Don Juan et Escovedo s’écrivaient librement ; ils appelaient le roi d’Espagne « ce terrible homme, » Escovedo fut condamné. Quand don Juan apprit que Perez avait fait assassiner dans les rues de Madrid celui qui avait été le confident le plus intime de ses ambitions, de ses espérances, de ses pensées les plus secrètes, il jugea sans doute que tout était fini pour lui-même : il savait que le roi lui cherchait déjà un successeur et qu’Antonio Perez méditait sa ruine. Il ne se battait plus que pour l’honneur, et, bien que de plus en plus malade, il reprit la campagne contre la nouvelle armée des états, commandée cette fois par Bossu. Farnèse ne voulait pas livrer bataille ; don Juan était décidé à prendre l’offensive, mais, cette fois, la lutte fut douteuse et la journée de Rynemants fut des deux parts revendiquée comme une victoire. Elle fut, en somme, avantageuse pour les états, et don Juan fut contraint de concentrer son armée autour de Namur.

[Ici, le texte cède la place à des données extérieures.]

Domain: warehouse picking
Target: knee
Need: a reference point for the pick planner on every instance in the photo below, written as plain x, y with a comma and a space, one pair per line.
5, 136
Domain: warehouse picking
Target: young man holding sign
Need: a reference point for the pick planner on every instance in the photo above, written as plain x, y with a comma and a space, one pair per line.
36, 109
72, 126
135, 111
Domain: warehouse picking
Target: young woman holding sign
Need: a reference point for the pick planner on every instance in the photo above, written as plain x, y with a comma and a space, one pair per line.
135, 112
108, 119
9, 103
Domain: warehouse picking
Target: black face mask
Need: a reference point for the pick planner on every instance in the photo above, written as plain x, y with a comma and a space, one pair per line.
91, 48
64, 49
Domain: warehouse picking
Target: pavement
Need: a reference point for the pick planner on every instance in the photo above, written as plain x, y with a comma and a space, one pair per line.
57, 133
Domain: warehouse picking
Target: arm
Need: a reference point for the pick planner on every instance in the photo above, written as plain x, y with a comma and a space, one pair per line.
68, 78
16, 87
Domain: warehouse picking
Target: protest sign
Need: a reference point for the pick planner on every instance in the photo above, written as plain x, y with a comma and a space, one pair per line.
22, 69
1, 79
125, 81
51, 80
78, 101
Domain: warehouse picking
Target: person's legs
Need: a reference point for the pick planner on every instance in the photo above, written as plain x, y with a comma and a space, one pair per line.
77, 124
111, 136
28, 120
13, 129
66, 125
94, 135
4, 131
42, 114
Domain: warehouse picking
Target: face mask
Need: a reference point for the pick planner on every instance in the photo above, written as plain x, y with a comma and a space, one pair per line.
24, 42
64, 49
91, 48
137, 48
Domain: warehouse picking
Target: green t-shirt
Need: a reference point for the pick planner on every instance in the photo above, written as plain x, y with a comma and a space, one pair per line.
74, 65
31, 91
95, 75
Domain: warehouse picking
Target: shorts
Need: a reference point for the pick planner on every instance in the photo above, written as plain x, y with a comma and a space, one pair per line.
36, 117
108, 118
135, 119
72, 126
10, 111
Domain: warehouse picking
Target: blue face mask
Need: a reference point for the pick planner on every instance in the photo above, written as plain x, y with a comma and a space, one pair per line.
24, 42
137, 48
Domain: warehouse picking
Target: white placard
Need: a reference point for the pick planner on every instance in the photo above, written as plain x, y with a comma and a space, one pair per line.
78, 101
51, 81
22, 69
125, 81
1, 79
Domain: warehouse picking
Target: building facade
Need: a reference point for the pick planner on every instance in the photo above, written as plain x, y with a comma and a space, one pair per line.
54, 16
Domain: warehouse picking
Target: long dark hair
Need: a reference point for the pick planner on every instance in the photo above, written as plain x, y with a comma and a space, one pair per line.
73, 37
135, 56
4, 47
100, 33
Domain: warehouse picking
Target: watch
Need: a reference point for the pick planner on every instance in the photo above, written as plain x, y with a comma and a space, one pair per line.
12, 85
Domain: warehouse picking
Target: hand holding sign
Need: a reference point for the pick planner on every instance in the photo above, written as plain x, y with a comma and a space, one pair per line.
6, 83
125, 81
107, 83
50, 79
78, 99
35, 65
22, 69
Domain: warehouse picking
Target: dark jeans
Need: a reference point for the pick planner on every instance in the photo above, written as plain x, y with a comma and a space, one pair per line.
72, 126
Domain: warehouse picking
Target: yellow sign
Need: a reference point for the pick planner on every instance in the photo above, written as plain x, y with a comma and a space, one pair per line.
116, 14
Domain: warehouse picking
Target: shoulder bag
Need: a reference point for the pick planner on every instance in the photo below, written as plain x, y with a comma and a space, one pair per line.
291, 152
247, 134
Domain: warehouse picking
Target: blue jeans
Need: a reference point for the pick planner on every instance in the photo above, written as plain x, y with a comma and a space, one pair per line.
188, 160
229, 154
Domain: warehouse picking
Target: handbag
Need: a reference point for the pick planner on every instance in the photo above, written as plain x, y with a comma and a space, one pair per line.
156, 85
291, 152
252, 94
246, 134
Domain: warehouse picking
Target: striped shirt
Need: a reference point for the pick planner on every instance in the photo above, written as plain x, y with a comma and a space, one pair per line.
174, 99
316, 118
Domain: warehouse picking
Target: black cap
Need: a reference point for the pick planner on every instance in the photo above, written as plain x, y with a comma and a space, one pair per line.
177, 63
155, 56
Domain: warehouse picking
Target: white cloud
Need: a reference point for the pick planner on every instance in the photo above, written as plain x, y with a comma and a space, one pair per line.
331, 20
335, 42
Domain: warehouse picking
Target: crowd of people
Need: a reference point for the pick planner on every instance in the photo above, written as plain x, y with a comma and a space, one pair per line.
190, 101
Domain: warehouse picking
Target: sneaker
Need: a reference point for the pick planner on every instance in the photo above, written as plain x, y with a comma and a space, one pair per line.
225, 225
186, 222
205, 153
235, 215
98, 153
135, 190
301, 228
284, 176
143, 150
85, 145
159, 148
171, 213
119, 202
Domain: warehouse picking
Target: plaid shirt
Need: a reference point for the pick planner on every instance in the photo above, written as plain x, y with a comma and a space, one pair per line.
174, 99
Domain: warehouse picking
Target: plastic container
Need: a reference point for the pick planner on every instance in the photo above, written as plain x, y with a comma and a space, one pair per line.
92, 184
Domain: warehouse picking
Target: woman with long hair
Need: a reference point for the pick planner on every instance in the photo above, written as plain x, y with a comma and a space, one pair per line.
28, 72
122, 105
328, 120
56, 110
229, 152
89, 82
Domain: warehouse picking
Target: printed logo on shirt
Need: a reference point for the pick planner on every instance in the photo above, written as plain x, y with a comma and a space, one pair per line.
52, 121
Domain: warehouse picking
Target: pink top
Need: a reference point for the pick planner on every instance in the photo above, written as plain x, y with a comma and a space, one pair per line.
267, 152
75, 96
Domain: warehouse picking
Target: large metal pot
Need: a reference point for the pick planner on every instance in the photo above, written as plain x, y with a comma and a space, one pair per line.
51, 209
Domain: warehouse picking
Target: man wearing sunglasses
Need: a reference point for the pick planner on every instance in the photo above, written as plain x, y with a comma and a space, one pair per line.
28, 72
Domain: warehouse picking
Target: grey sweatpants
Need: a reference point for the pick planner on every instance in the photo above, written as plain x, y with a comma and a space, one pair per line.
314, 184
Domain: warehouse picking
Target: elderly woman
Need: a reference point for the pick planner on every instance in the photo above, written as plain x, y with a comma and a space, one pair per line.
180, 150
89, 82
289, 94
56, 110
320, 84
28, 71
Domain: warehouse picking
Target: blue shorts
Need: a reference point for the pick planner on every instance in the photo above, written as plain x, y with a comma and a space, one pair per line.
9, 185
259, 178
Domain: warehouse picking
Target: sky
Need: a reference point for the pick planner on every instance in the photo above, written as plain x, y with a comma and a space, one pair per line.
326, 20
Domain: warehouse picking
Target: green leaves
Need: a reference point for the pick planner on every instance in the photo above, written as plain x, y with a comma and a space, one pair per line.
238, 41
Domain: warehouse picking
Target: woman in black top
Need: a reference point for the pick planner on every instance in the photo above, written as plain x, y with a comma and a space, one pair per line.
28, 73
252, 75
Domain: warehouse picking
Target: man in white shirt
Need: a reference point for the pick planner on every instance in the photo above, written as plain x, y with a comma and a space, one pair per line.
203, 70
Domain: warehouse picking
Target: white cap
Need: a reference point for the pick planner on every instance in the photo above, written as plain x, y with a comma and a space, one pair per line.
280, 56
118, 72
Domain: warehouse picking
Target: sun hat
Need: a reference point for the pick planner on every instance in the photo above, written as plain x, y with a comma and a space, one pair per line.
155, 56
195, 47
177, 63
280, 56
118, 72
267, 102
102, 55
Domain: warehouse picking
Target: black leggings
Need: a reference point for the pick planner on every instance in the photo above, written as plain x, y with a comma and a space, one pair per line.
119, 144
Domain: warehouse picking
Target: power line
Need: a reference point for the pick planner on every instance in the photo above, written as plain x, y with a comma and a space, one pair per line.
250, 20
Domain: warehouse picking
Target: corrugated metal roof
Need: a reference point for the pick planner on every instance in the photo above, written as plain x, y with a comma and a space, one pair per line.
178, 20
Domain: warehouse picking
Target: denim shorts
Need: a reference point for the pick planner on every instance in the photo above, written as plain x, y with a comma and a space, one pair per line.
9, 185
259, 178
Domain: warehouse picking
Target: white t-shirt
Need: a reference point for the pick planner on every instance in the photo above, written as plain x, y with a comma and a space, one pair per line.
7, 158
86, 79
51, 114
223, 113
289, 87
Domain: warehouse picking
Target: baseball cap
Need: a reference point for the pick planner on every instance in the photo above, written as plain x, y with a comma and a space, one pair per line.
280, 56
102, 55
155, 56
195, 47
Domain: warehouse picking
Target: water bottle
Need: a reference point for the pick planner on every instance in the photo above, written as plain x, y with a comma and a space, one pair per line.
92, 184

La situation devenait mauvaise : le prince d’Orange attendait douze mille reîtres que devait lui amener le duc Jean-Casimir : le duc d’Anjou était à Mons ; il avait été appelé par la grande noblesse catholique, jalouse du prince d’Orange ; il rêvait la souveraineté des Provinces-Unies et avait accepté le titre sonore de défenseur des libertés des Pays-Bas contre la tyrannie espagnole. La reine Elisabeth était enfin décidée à donner des secours aux états. Une fois encore, don Juan entra en pourparlers avec eux ; les articles qu’on lui soumettait étaient des plus rigoureux. Le roi d’Espagne ne devait plus conserver qu’une autorité nominale. L’archiduc Mathias devait être confirmé comme gouverneur ; au cas de sa mort ou de sa démission, tout choix nouveau devait être ratifié par les états. Une conférence eut lieu à peu de distance du camp ; don Juan s’y rendit avec une forte escorte ; il écouta les commissaires, accompagnés des envoyés anglais et impériaux. On remarqua qu’il ne témoigna aucune colère, il dit seulement qu’il lui semblait inutile de discuter des articles qui ne seraient point acceptés. L’empereur avait été choisi comme arbitre par le roi d’Espagne ; lui-même attendait un ordre de rappel. Il répondit à peine aux observations de l’envoyé anglais et ne parla de la reine Elisabeth qu’avec une grande courtoisie.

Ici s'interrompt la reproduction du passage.